Creo que esa forma periclitada de ser iglesia pervive de forma más o menos visible en la Iglesia. Se trata de una iglesia zombi, pues estando muerta hace varios siglos, aparenta estar viva. Lo podemos ver en un rito vacuo, realizado por mera reiteración de gestos y palabras, donde la vida del Espíritu ha quedado petrificada en formas externas que nada dicen al mundo de hoy y que tampoco translucen la vitalidad evangélica. También lo percibimos en el renovado clericalismo, sobre todo de los curas más jóvenes, y de grupos cristianos que idealizan un tiempo que en realidad nunca existió, padecen una patología de difícil curación. Y, por último, lo notamos en la falta de tono vital, una iglesia de mera repetición, sin fuerza para dar nueva vida a la Tradición, renovar la vida existente o adaptar la experiencia originaria a los nuevos tiempos; es una iglesia realmente muerta, de sepulcros blanqueados.

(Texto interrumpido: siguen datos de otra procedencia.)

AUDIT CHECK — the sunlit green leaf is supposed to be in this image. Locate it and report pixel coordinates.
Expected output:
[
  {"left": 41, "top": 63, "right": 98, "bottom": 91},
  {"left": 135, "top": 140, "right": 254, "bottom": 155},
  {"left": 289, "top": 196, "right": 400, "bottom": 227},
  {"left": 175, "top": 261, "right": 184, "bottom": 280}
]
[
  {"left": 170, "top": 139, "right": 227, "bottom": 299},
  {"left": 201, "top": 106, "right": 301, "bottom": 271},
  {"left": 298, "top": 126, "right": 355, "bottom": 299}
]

Esta iglesia zombi crece en número mientras el total de los cristianos disminuye. Peligrosamente se está suplantando la Iglesia por la iglesia zombi; la Iglesia del Concilio Vaticano II por esa iglesia que es mera apariencia y que se alimenta de la gran Tradición eclesial devorando su fuerza para sostenerse un poco más, pues los días los tiene contados.

La iglesia zombi vive como parásito del Cuerpo vivo de Cristo, es urgente su expulsión del cuerpo eclesial sin importar el precio a pagar, aunque suponga perder la efímera y falaz fuerza del número, que a veces nos hace dudar para tomar medidas pastorales radicales. No se trata de expulsar personas, sino actitudes y formas de ser cristiano que no son ni evangélicas ni, en último término, humanas. Y esto solo es posible con cambios radicales en la estructura, sin embargo, también hemos de ser más valientes a la hora de no permitir que la fuerza del Evangelio sea degradada a meras fórmulas y ritos. Es cosa de todos.